Obama to stop NSA from storing telephone data in bulk - but it will still be stored

Phone data will instead be stored by a third party

US president Barack Obama will command the National Security Agency (NSA) to stop storing data from American citizens' phones, after leaks by former NSA contractor Edward Snowden left the White House with no choice but to act in order to change the perception of the US's intelligence gathering activities.

The latest revelations, published in The Guardian newspaper, suggest that the NSA had collected and stored 200 million text messages from mobile phone users around the world every day, and allowed British spy agency GCHQ to access some of data it gathered.

The programme, codenamed Dishfire, allows the NSA to snoop on information including missed call alerts, user location as a result of travel alerts and financial information from bank messages and receipts of financial transactions.

Reports suggest that Obama has moved to dispel US citizens' privacy concerns. However, instead of scrapping the storing of data altogether, the US president is to call for a third party to store the data and for the NSA or FBI to get approval from a secret surveillance court known as FISA, before it can gain access to it.

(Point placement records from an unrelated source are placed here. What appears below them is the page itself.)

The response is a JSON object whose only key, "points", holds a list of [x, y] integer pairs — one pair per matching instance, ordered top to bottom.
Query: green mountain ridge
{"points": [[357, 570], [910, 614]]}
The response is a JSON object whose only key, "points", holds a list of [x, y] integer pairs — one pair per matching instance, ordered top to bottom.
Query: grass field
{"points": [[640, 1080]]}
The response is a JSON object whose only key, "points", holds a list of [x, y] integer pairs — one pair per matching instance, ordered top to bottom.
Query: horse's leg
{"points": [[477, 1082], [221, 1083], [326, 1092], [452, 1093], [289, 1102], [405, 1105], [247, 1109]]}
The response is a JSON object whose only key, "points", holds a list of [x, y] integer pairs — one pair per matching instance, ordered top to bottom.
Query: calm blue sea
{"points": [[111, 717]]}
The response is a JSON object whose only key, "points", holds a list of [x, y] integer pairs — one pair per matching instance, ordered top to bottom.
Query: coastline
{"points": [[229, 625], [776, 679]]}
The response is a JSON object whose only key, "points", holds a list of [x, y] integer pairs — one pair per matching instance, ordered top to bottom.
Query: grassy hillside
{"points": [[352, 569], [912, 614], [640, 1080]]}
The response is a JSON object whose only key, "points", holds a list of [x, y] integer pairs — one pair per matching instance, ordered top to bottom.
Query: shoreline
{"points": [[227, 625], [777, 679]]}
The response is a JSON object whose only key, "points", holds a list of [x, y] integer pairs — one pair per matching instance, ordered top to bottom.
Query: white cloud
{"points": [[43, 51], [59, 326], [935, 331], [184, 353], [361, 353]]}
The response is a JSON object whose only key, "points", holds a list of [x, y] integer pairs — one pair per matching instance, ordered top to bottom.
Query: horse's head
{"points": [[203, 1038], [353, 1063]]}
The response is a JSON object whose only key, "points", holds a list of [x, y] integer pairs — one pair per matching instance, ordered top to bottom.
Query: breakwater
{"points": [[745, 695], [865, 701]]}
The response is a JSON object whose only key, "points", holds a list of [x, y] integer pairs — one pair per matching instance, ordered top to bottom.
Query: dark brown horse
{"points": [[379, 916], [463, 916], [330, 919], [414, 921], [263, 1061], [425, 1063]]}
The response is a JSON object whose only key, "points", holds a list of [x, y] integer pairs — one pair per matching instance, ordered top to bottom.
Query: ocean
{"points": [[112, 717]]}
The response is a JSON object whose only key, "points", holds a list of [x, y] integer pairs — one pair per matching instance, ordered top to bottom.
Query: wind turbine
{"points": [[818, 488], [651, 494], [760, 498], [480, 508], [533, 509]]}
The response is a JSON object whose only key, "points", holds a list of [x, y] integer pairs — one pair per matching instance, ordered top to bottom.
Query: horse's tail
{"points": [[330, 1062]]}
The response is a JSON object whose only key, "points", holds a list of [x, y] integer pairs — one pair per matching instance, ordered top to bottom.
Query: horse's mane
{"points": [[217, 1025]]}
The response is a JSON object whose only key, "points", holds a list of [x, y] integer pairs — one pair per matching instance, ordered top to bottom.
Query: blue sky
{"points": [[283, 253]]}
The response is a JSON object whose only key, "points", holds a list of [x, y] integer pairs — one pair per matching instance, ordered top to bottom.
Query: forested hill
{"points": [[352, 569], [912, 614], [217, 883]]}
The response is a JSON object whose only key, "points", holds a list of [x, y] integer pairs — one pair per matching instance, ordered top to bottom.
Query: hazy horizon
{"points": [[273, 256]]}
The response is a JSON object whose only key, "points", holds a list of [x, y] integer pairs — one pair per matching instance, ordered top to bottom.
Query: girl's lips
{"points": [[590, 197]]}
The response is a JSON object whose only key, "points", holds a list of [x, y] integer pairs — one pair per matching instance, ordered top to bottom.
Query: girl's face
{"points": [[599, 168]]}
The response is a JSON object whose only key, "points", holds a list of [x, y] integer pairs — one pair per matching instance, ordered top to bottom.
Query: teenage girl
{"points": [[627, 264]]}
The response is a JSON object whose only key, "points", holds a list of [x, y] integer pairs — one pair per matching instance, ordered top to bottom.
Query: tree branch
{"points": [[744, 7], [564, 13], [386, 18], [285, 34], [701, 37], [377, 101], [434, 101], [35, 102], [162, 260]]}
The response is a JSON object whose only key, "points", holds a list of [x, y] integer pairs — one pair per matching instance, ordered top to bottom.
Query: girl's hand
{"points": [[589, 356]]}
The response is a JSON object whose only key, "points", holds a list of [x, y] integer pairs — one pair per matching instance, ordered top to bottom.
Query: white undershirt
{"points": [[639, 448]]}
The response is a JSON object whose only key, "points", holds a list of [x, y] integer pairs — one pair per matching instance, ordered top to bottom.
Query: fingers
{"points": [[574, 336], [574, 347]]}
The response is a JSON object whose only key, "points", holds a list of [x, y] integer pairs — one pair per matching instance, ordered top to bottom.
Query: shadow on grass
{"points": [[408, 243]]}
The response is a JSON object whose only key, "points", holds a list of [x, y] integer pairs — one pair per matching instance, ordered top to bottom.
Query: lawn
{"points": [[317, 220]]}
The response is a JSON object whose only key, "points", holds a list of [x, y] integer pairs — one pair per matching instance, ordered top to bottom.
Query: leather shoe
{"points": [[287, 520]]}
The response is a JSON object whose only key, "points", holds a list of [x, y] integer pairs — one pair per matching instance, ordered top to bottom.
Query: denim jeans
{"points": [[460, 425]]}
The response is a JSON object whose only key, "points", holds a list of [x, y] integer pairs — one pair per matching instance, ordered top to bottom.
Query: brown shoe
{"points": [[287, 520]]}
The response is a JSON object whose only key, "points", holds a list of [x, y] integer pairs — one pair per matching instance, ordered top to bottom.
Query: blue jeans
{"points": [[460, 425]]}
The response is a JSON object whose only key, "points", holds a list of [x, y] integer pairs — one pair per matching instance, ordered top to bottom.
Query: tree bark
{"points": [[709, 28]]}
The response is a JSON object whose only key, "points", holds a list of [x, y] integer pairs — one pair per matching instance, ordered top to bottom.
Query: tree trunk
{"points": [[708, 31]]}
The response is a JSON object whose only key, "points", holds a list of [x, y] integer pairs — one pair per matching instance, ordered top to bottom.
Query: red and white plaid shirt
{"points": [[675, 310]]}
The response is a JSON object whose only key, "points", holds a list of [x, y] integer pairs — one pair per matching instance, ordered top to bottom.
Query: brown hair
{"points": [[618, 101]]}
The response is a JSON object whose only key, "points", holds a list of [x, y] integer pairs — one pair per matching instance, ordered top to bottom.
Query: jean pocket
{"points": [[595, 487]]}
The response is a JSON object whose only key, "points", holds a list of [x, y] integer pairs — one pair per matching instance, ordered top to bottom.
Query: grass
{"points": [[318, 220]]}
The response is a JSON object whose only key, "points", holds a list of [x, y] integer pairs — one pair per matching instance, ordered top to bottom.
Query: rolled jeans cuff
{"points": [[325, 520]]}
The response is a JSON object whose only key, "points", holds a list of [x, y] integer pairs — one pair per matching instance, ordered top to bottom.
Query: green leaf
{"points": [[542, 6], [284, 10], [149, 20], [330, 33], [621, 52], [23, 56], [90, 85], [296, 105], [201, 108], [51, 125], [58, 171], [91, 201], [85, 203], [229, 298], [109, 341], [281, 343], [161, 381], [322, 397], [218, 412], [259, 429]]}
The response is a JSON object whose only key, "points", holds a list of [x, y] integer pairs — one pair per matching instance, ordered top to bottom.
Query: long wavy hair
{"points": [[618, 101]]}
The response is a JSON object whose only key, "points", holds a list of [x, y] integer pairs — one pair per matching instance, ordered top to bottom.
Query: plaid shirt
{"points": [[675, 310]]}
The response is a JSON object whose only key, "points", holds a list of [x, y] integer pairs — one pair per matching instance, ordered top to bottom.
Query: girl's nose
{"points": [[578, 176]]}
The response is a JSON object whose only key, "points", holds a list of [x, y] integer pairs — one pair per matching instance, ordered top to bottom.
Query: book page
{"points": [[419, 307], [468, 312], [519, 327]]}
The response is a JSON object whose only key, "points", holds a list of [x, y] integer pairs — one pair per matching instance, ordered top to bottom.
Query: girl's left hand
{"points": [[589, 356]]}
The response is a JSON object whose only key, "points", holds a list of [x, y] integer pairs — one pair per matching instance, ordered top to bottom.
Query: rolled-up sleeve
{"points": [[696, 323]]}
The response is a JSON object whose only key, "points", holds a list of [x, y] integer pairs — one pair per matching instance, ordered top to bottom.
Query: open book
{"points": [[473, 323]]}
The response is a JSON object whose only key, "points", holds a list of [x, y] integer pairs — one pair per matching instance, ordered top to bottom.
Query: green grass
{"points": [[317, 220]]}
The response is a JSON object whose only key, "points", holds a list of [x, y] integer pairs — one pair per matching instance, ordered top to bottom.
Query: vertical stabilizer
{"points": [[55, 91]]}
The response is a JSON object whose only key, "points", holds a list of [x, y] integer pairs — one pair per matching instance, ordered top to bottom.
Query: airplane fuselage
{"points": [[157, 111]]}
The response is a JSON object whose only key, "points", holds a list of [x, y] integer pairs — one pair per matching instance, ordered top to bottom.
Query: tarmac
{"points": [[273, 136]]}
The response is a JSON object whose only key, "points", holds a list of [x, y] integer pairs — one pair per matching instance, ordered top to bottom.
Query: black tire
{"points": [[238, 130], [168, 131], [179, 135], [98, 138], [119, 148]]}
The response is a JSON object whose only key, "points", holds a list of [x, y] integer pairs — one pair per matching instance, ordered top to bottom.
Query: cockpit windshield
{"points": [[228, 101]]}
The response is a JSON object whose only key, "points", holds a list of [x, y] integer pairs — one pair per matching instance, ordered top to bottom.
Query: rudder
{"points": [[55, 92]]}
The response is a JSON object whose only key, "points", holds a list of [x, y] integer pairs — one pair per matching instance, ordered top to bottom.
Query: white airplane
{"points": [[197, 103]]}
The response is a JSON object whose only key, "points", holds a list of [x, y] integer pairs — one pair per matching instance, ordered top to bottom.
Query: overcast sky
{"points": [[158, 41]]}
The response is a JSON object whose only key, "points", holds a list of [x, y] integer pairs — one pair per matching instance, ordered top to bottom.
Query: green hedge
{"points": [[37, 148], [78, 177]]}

The president is expected to leave the details of the implementation of the new storage system to Congress and the intelligence agencies.

Privacy groups fear that the NSA and FBI will still be able to access the data with relative ease, and say that the government should impose greater restrictions on the intelligence agencies to ensure that innocent citizens' data has not been gathered and analysed alongside that of suspected criminals.

Prime minister David Cameron is said to have been briefed on the review of NSA activities.